Allá por los treinta del siglo XIX, surge “La Generación del 37”, con el tridente, que sentará los cimientos de lo que conocemos como la Nación Moderna: Echeverría- su líder-, Sarmiento y Alberdi. Desde sus textos el porteño nos lega la metafísica del desierto- la pampa- (La Cautiva) y también la costumbre de la contestación violenta (El Matadero); el “padre del aula” un determinismo geográfico perenne (Facundo); y el tucumano “manfloro”, como le decía Domingo Faustino, Las Bases (hoy sinónimo de ómnibus). Pero en el escenario no se encontraban solos. En las antípodas estaban los denominados “Gauchipolíticos”. Y el último de su estirpe marcó el esplendor de su especie; también la derrota del proyecto político/productivo autónomo que sostenían. El Martín Fierro, de José Hernández, habla a las claras de ello.

Luego y en las postrimerías del siglo XX, con Rubén Darío en el país -y por él-, emerge un grupo de intelectuales destinados a trazar la Argentina casi como la conocemos hoy. Uno de ellos, el más desgarrado y contradictorio, Leopoldo Lugones, intentó sintetizar en La grande Argentina el reservorio mítico occidental -dada su ascendencia al Simbolismo-, con el legado de los pueblos originarios; para ofrecerle al país una democracia “superadora” a la representativa burguesa. Incomprendido por el gobierno golpista de entonces, buscó la muerte en un recreo del Tigre, no sin antes nutrir a una nueva generación, de una renovada herramienta contestataria elaborada desde el almácigo literario. El grupo Sur, con Borges a la cabeza, tomaría el guante.

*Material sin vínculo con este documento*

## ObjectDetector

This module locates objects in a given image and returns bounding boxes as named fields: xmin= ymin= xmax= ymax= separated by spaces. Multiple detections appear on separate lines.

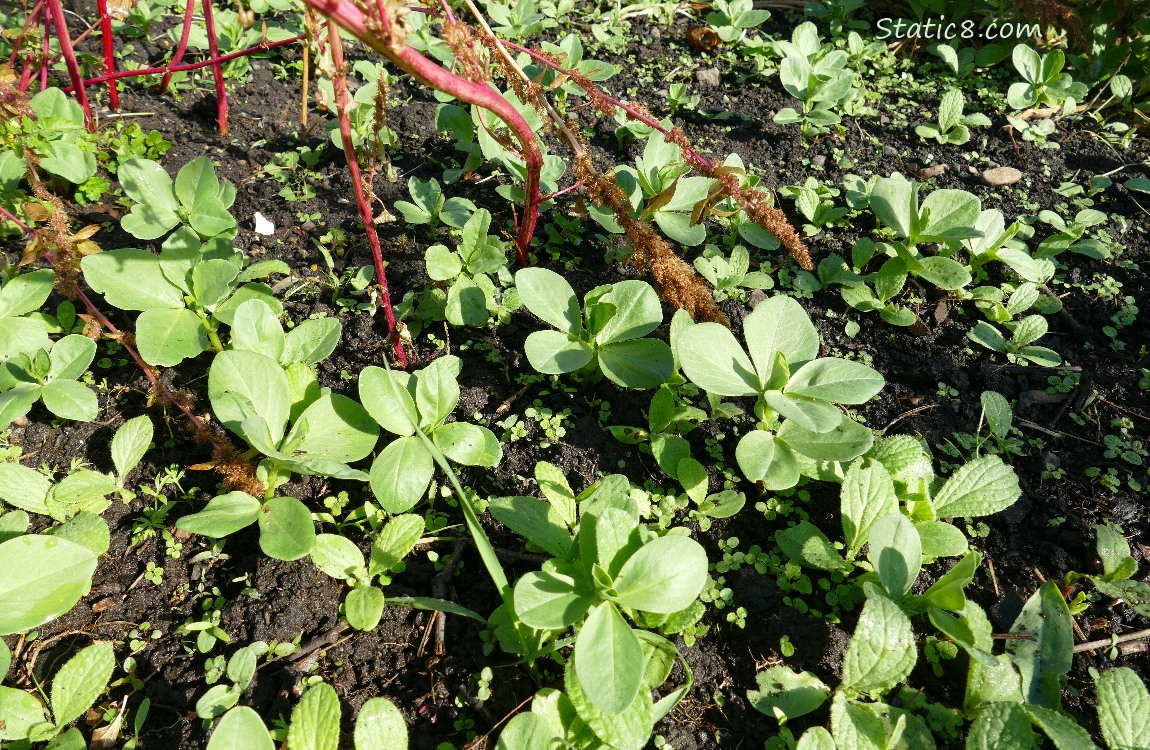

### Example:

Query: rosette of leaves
xmin=359 ymin=354 xmax=503 ymax=513
xmin=1006 ymin=44 xmax=1088 ymax=109
xmin=81 ymin=227 xmax=290 ymax=367
xmin=489 ymin=476 xmax=707 ymax=726
xmin=774 ymin=21 xmax=854 ymax=140
xmin=0 ymin=89 xmax=101 ymax=200
xmin=673 ymin=297 xmax=884 ymax=490
xmin=0 ymin=334 xmax=100 ymax=427
xmin=515 ymin=268 xmax=674 ymax=388
xmin=176 ymin=345 xmax=380 ymax=560
xmin=424 ymin=208 xmax=512 ymax=327
xmin=116 ymin=156 xmax=236 ymax=239
xmin=0 ymin=639 xmax=116 ymax=749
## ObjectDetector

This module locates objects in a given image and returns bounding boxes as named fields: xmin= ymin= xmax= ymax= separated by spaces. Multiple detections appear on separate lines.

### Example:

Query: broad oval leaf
xmin=0 ymin=534 xmax=97 ymax=635
xmin=615 ymin=536 xmax=707 ymax=614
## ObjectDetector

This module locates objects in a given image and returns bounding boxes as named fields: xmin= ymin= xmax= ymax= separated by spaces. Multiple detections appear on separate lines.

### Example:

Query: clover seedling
xmin=914 ymin=89 xmax=990 ymax=146
xmin=0 ymin=639 xmax=116 ymax=748
xmin=176 ymin=345 xmax=380 ymax=560
xmin=396 ymin=177 xmax=475 ymax=229
xmin=1006 ymin=44 xmax=1087 ymax=110
xmin=515 ymin=268 xmax=674 ymax=388
xmin=117 ymin=156 xmax=236 ymax=239
xmin=674 ymin=297 xmax=884 ymax=489
xmin=489 ymin=476 xmax=707 ymax=715
xmin=81 ymin=228 xmax=290 ymax=367
xmin=359 ymin=355 xmax=503 ymax=513
xmin=424 ymin=208 xmax=511 ymax=327
xmin=312 ymin=513 xmax=423 ymax=630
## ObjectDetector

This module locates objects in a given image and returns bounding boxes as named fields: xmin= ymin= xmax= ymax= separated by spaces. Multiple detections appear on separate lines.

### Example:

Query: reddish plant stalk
xmin=64 ymin=35 xmax=304 ymax=93
xmin=97 ymin=0 xmax=120 ymax=109
xmin=158 ymin=0 xmax=196 ymax=93
xmin=304 ymin=0 xmax=543 ymax=266
xmin=204 ymin=0 xmax=228 ymax=136
xmin=328 ymin=23 xmax=407 ymax=368
xmin=44 ymin=0 xmax=95 ymax=132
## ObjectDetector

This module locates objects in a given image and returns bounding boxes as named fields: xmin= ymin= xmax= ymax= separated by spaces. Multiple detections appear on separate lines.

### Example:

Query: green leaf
xmin=573 ymin=602 xmax=648 ymax=714
xmin=515 ymin=268 xmax=583 ymax=336
xmin=966 ymin=703 xmax=1038 ymax=750
xmin=368 ymin=514 xmax=424 ymax=576
xmin=136 ymin=307 xmax=212 ymax=367
xmin=359 ymin=367 xmax=420 ymax=436
xmin=288 ymin=682 xmax=339 ymax=750
xmin=746 ymin=666 xmax=830 ymax=724
xmin=840 ymin=461 xmax=898 ymax=559
xmin=1094 ymin=667 xmax=1150 ymax=749
xmin=488 ymin=497 xmax=572 ymax=558
xmin=785 ymin=357 xmax=886 ymax=404
xmin=176 ymin=490 xmax=260 ymax=539
xmin=775 ymin=521 xmax=852 ymax=573
xmin=208 ymin=350 xmax=291 ymax=443
xmin=354 ymin=698 xmax=407 ymax=750
xmin=259 ymin=497 xmax=315 ymax=560
xmin=1006 ymin=581 xmax=1074 ymax=709
xmin=843 ymin=596 xmax=918 ymax=692
xmin=867 ymin=511 xmax=922 ymax=600
xmin=344 ymin=586 xmax=383 ymax=630
xmin=523 ymin=331 xmax=595 ymax=375
xmin=0 ymin=535 xmax=97 ymax=635
xmin=207 ymin=706 xmax=276 ymax=750
xmin=675 ymin=323 xmax=760 ymax=396
xmin=81 ymin=248 xmax=184 ymax=311
xmin=933 ymin=456 xmax=1022 ymax=518
xmin=112 ymin=414 xmax=153 ymax=483
xmin=1022 ymin=704 xmax=1098 ymax=750
xmin=52 ymin=643 xmax=116 ymax=727
xmin=615 ymin=535 xmax=707 ymax=614
xmin=370 ymin=435 xmax=435 ymax=513
xmin=514 ymin=566 xmax=596 ymax=630
xmin=40 ymin=381 xmax=100 ymax=422
xmin=599 ymin=338 xmax=675 ymax=389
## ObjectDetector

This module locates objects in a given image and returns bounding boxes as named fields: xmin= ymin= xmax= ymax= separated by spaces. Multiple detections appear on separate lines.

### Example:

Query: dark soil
xmin=6 ymin=5 xmax=1150 ymax=750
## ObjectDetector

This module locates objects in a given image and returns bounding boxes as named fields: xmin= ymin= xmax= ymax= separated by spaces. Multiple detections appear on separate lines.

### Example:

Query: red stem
xmin=160 ymin=0 xmax=196 ymax=93
xmin=328 ymin=23 xmax=407 ymax=368
xmin=64 ymin=35 xmax=305 ymax=93
xmin=204 ymin=0 xmax=228 ymax=136
xmin=97 ymin=0 xmax=120 ymax=109
xmin=44 ymin=0 xmax=95 ymax=132
xmin=304 ymin=0 xmax=543 ymax=266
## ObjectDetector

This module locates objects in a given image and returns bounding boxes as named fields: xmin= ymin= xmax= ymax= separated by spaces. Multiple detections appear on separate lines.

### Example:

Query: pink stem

A mitad del siglo, con la ascensión del Movimiento Justicialista brota un sujeto social desconocido por las burguesías linderas al Atlántico. Invisibilizado por décadas; el “cabecita negra” se plasma en la realidad del peronismo, y muestra al país profundo. Dentro de la “inteligencia argentina” sucede una ruptura mínima ante este hecho. La mayoría se mantiene monolítica a la matriz liberal, sea por derecha o por izquierda. Borges, las Ocampo, Martínez Estrada, y hasta un párvulo Cortázar (recordemos la recopilación de cuentos llamada Bestiario) ponen el pecho de la cultura ante el “aluvión zoológico”. Al enfrentamiento lo efectúan por dos vías: una directa, de confrontación airada (la revista Sur; por ejemplo), y otra alusiva, Borges y Bioy Casares, desde la dirección de Emecé Argentina crean la serie “El Séptimo Círculo”, donde traducen y compilan el policial duro producido en los Estados Unidos. Esta operación que significa “a los gobiernos populares se los piensa desde el código penal”, no solo encuentra la variante reaccionaria o conservadora; le florece una astilla, definitoria para los próximos lustros.

Hacia el año 1956, a la oficina de la editorial Hachette llega un anónimo que dice: “Hay un fusilado que vive”. Lo toma un hasta ahí sofisticado escritor/periodista llamado Rodolfo Walsh y nada más fue igual entre la literatura y la política. Él enlazó de manera indisoluble ambos conceptos, haciéndolos prácticamente uno, veinte años más tarde en Carta abierta de un escritor a la Junta Militar. Después la oscuridad más abyecta lo cubrió todo. Los senderos, en esa gran noche, se bifurcaron. Meros escarceos en los ochenta, hasta llegar al noventa con La Revolución es un sueño eterno, de Andrés Rivera. Viejo lobo de redacciones, Marcos Ribak –tal era su nombre- trajo un plan definido de lectura: revisar nuestra historia desde el presente. Así su crítica emanaba del propio marco de producción: el período menemista. Arribando así, solo con lo puesto, al siglo XXI.

 

La segunda década del milenio no nos encuentra ni unidos ni dominados. La literatura explora su cauce en homologaciones sectoriales: el género, las identidades, lo digital, las nuevas plataformas y hasta la inteligencia artificial. Se nota todavía, la falta de un relato. Una narrativa que describa e interpele el bestial retroceso, venido paradójicamente -o no-, desde las urnas.